Thursday, April 4, 2013

Titik

Aku duduk dalam keheningan bangku taman, memikirkan keseimbangan yang sepertinya lebih berat ke kanan. Bukan fasis. Ini bahkan sama sekali bukan tentang ideologi yang kanan kiri atau atas bawah. Ini tentang aku, kamu dan Tuhan.

5 menit yang lalu aku terbahak dalam lingkup kepalsuan. Aku sedang tidak seimbang. Sedang berpikir keras kemana aku langkahkan kaki ku berikutnya.

Orang bilang hidup itu seperti roda. Roda-roda gila yang bisa berputar secepat apa entah. Mengalahkan kecepatan suara. Meledak tiba-tiba tanpa sebelumnya bergeming untuk mengingatkan.

Ini tentang keraguan. Dihadapan gelas-gelas berserakan aku berdoa.

Aku sedang bertemu dan berdiskusi dengan kejenuhan. Menghantarkan aku pada titik, titik kedigdayaan kekuatan alam yang mengecilkan aku. Sendiri.

Karena ritme derap kaki yang sama, maka aku harus merubah ini.
 
Aku sampai pada fase ku berikutnya, fase untuk bertanggung jawab. Paling tidak untuk diriku sendiri.

Aku akan memulai ini dengan aku, kamu dan Tuhan.

Oia, aku sudah mengutus rindu lewat hujan untukmu. Sudah kau rasakan?
Aku belum tahu siapa kamu yang menjadi kita berikutnya, dan harapan kecil ini adalah kita yang terakhir. Bukan lagi yang hanya sebentar menjadi kita kemudian lama menjadi aku dan kamu.

Aku tidak ingin lagi main-main dalam "kita".

Aku percaya.
Jatuh cinta selalu datang tepat waktu, tidak pernah terlambat seperti polisi india, atau datang terlalu cepat seperti ejakulasi dini.

Aku menunggu janji ketepatan waktu untuk benar-benar jatuh. Untuk menghabiskan hari-hari kita, kemarin, hari ini, esok dan selamanya.

Dan ini saat yang tepat untuk jatuh cinta (kembali).

Bahagia

Bahagia? Seberapa kenal kamu dengan kata ini?

Aku merasa mengenalnya dengan sangat baik, dia sahabatku. Sahabat yang aku ciptakan sendiri. Guru-ku bilang "bahagia itu diciptakan, bukan menunggunya datang."

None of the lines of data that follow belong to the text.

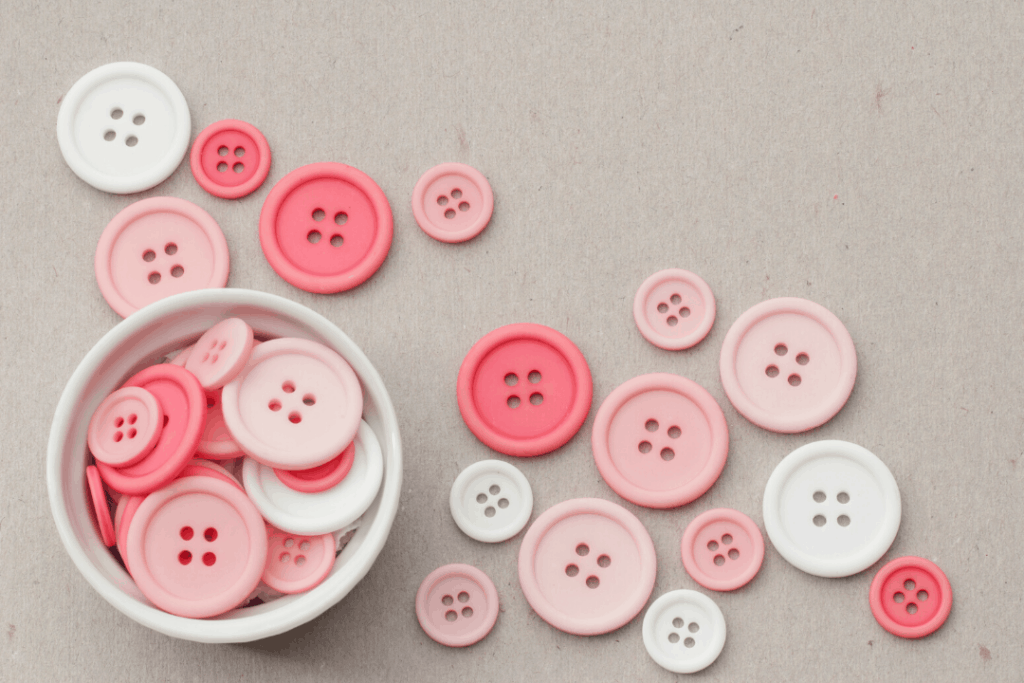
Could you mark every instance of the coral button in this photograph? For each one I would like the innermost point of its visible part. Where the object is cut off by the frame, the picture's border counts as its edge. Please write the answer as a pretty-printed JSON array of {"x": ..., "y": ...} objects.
[
  {"x": 787, "y": 365},
  {"x": 326, "y": 227},
  {"x": 659, "y": 440},
  {"x": 125, "y": 427},
  {"x": 197, "y": 548},
  {"x": 159, "y": 247},
  {"x": 910, "y": 597},
  {"x": 457, "y": 605},
  {"x": 524, "y": 389},
  {"x": 722, "y": 549}
]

Setiap orang punya definisi bahagianya masing-masing. Ada yang bahagia kalau banyak uang, banyak pacar, banyak teman, dan banyak lainnya. Ada juga yang bahagia ketika hanya cukup dekat dengan keluarga, atau bahagia karena awalnya pura-pura bahagia.

Bahagia bukan cuma kata. Menurutku. Ada teori besar dibalik itu.

Kupikir, Malaikatpun akan kerepotan mendefinisikan ukuran kebahagiaan seseorang. Bahkan hanya kita yang bisa menjabarkan apa itu kita punya bahagia.

Kadang, bahagia bukan hanya sekedar keinginan kita terpenuhi atau kebutuhan kita tercukupi. Lebih dari itu, membuat orang lain merasa bahagia itu juga bentuk kebahagiaan. Membahagiakan orang tua, pacar, sahabat, istri atau siapapun yang kita memang ingini begitu. Setuju? Aku setuju.

Sesekali cobalah berdialog dengan Tuhan. Tentang apa bahagiamu, tentang bagaimana memudahkannya terlahir, tentang bahagia yang takkan di contek orang lain ketika selesai berdoa.

Selalu ada kesederhanaan dalam bahagia. Percayalah.

Tentukan target bahagia, rancang tahapannya, sikapi langkah, berlari, dan bahagialah.